On the other hand, application of formal methods has been evolving as new types of systems appear such as, e.g., automated driving systems, component-based systems integrating AI-components, machine learning-based systems, and quantum systems. Therefore, it is now essential to discuss emerging challenges and new viewpoints for values of formal methods by investigating tooling experience and advanced case studies crossing the traditional and new areas. Our meeting thus targets the tool aspect and case studies while previous meetings have focused on more theoretical foundation aspects.
The meeting is dedicated to the cross-fertilization of state-based and machine-based formal methods, like Abstract State Machines (ASM), Alloy, B, TLA, VDM, Z, etc. These formal methods share common foundations and are widely used in both academia and industry for the design and analysis of software and hardware systems. Let us note here that the meeting title starting with ”State-based development” emphasizes the fact that for both groups of state-based and machine-based methods,their formal semantics can be given in terms of state-transition systems.
The meeting aims at a vital exchange of knowledge and experience among the research communities around different formal methods. To this end, the organisers intend to build up shared real-life artifacts or case studies, to which state-based formal methods have been successfully applied at special sessions of the well-established international conferences, such as ABZ[1], FASE[2] IFM[3], ICFEM[4], TASE[5], etc. They witness that rigorous case studies, model-based simulations, and scientific reflection on problems and practices in the software industry are of increasing interest to researchers and practitioners. For example, the meeting can benefit from the case studies of the ABZ series (cf. https://abz-conf.org/case-studies/) starting from 2014, such as a mechanical lung ventilator[6], a hemodialysis machine [10], an adaptive exterior light and speed control system [7], a landing gear system [3], the hybrid ERTMS/ETCS Level 3 for international train system [6], a partly-autonomous scheduler of landing sequences of aircraft in airports[7], etc.
The meeting targets to highlight the advances in the state-based development of safety-critical systems, but also to work together on some remaining challenging aspects, among which are, e.g., dynamic reconfiguration [4], run-time enforcement for safety assurance [9], software variability [5], sustainable software development [2], etc.
In addition, this meeting aims to bring together existing and potential users and developers of existing toolsets, such as Rodin platform8, Asmeta toolset9[1], Pro-B tooset10 [8], TLA[11], Alloy[12], etc. Indeed, the meeting is an opportunity to share tool experiences and gain an understanding of ongoing tool developments. Thus the meeting can contribute to fostering a broader community of their users and developers and to coordinate tool development efforts better.

1 https://abz-conf.org/
2 https://etaps.org/2023/conferences/
3 http://www.ifmconference.org/
4 https://icfem2024.info/
5 https://tase2024.github.io/index.html
6 https://github.com/foselab/abz2024_casestudy_MLV
7 https://sites.google.com/view/abz-aman-casestudy/home
8 https://www.event-b.org/
9 https://asmeta.github.io/
10 https://prob.hhu.de/w/index.php?title=Main_Page
11 http://lamport.azurewebsites.net/tla/toolbox.html
12 https://alloytools.org/about.html

Topics. Consequently, discussions and presentations shall address or contribute to the topics below:

Model-based verification, testing and validation, in particular, run-time enforcement, modelbased simulation and model animation. These three particular topics are challenging in statebased modeling. Indeed, the state-based models and additional artifacts (properties, policies, etc.) must be light enough for a run-time systems’ analysis, as well as for their development and validation using simulation and animation exploiting models to handle uncertainties and events in systems’ environment.

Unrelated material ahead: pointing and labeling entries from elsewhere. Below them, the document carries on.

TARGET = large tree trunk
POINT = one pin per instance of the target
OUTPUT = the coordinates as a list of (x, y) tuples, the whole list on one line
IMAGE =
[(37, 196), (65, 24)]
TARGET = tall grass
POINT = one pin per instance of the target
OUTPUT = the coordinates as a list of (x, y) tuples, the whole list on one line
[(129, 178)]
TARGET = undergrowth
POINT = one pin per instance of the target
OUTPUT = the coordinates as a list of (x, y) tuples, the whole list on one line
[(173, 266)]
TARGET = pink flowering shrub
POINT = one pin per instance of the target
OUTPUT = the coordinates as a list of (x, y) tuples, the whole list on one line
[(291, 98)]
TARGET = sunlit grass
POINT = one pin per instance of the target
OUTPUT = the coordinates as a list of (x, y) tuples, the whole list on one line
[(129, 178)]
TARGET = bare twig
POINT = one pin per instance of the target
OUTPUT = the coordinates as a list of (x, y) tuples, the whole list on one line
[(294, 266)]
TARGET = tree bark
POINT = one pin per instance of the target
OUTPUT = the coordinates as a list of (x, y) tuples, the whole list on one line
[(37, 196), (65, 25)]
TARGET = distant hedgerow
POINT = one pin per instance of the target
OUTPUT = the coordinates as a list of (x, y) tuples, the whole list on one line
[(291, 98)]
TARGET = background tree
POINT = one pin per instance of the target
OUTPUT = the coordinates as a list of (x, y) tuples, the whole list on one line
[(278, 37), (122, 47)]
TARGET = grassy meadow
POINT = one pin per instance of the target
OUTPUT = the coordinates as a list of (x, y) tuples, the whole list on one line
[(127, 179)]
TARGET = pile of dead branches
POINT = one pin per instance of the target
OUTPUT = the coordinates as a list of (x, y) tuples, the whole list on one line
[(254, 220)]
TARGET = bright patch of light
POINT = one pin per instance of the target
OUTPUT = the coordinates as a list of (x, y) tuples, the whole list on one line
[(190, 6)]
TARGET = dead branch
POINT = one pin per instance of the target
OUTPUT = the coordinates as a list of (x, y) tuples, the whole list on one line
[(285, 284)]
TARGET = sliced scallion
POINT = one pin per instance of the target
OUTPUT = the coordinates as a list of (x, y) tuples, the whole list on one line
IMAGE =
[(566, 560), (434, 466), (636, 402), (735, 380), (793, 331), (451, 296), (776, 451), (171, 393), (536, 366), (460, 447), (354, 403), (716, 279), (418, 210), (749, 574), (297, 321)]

Tool improvements for addressing new system characteristics (e.g., distribution, composition, reconfiguration, time and energy constraints, etc.); Dynamic adaptation and reconfiguration are very active research topics aiming to help managing time and energy constraints. On their side, distribution and composition issues are challenging for state-based approaches, e.g., for their soundness while managing interactions for a better coordination. In this context, tool improvement is still expected, namely for dealing with implicit or explicit hypotheses, contracts, theories, etc.

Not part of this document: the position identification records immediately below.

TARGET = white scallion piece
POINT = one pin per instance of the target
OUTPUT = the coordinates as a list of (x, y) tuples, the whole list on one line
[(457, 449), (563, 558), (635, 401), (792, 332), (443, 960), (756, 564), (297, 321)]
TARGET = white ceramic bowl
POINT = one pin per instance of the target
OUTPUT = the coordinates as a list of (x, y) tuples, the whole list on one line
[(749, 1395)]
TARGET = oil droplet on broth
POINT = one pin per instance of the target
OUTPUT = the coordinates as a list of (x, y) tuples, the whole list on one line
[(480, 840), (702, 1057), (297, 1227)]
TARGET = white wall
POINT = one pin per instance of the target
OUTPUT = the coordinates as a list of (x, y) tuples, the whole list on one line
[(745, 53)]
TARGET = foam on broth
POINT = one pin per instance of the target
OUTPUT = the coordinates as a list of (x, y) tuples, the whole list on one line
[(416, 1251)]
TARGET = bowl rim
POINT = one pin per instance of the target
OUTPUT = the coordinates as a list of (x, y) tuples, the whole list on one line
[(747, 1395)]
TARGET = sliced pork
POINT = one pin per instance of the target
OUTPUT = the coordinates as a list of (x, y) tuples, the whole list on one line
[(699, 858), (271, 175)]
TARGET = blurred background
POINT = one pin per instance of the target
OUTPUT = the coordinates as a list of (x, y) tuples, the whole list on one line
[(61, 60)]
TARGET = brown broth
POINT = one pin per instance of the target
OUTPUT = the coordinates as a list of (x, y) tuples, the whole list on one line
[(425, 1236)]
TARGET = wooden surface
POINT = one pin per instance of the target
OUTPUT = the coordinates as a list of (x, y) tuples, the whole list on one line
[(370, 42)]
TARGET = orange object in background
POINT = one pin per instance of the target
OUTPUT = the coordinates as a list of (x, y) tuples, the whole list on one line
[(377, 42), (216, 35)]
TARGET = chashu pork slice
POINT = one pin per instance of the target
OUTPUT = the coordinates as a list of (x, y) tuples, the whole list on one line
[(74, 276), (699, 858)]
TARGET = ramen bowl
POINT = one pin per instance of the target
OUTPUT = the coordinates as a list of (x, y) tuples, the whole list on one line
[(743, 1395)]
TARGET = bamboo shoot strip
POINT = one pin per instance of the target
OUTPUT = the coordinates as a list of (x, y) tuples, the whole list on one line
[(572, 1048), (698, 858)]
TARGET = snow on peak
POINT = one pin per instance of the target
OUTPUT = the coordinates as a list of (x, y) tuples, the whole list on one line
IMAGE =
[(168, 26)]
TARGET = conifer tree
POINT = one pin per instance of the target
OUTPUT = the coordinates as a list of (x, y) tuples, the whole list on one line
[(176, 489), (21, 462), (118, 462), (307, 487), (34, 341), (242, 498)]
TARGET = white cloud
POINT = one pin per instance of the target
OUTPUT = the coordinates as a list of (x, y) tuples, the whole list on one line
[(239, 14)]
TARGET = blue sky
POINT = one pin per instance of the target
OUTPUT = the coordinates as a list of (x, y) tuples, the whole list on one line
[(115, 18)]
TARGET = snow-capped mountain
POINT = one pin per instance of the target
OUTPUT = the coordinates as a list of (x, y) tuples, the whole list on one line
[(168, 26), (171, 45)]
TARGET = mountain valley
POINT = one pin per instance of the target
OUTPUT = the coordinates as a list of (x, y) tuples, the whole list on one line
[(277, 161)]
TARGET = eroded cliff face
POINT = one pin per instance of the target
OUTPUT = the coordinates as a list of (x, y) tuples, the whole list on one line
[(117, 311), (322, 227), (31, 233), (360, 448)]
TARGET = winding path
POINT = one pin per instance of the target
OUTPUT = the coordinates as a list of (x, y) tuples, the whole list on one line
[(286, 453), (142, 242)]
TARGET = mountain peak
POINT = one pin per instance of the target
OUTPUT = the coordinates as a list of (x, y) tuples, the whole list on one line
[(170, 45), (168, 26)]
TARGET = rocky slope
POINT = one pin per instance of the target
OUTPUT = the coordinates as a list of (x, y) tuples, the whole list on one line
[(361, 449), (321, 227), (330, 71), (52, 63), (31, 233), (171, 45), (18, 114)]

Case studies to share successful experience and limitations met. Witnesses from case study competitions and special sessions of the above-mentioned international conferences show that case studies with lessons learned pave the way for improving the existing methods and also for strengthening research on state-based development. Recently, successful experience with statebased methods and tools for developing cyber-physical systems, or also interactive software systems has served as a base to research methodology discussed during the Shonan meeting NO.205 in November 2023. This is why we do expect challenging research topics coming from case studies and tool development experience.

Beyond the technical results targeted by the proposed Shonan meeting, social, economic, and resilience impacts are expected on the foundations of software development and formal models alignment.

Meeting organisation. Overall, the meeting is thought as a series of discussions around shared reallife case studies, to share the success stories and work on remaining challenging topics. Starting from the list of the identified shared case studies, we plan to collect topics from the participants on the successfully used methods and approaches, but also on the threads to the validity of their experiments, the limitations met and the remaining challenging issues, in order to discuss them in the working groups and to go further together. Moreover, based on the success stories with the case studies and the limitations met, we intend to discuss the research topics such that, e.g., leveraging state-based analysis performance by combining methods and tools, integrating constraints on resources for an incremental development of case-studies, analysing insightful tools performance results and experience in applying state-based development to practical situations and systems, etc. Let us note that we only intend to have limited short talks to share the background, state-of-the-art in relation with the case studies before moving to the discussions.
Finally, once this meeting is completed, we intend to publish a book gathering the main contributions and results, in order to share them with the community.
Position w.r.t. the previous Shonan meetings. The meeting is thought as a next logical phase of meetings focused on formal methods for the rigorous development of safety-critical systems. Indeed,let us mention the four meetings on formal methods and formal approaches to software engineering: "Implicit and Explicit Semantics Integration in Proof-Based Developments of Discrete Systems" (NO.090, November 2016), "Towards industrial application of advanced formal methods for cyber-physical system engineering" (NO.121, November 2018), and, more recent "Formal Methods for Trustworthy AI-based Autonomous
Systems" (NO.178, October 2023) and "Formal Method Extensions to Support Domain Theories" (NO.205, November 2023). In addition, there are logical links with the meetings "Science and Practice of Engineering Trustworthy Cyber-Physical Systems (TCPS)" (NO.055, October 2014), and "Modelling and Analysing Resilient Cyber-Physical Systems" (NO.118, December 2018), namely concerning model-based design and engineering principles for cyber-physical systems.
After those meetings, it is a rather normal course of events to analyze their impact on the community via shared non-trivial examples, with the available feedback and lessons learned. Furthermore, as stated before, our Shonan meeting proposal focuses on case studies feedback to address the identified challenges that are still relevant for both academia and industry, whereas all those meetings, except perhaps NO.055 for CPSs, have rather dealt with theoretical aspects of software engineering. Emphasizing the challenges in the case studies and corresponding automated tools’ aspects naturally makes a difference from the previous meetings, and helps gather research strength and build capacity.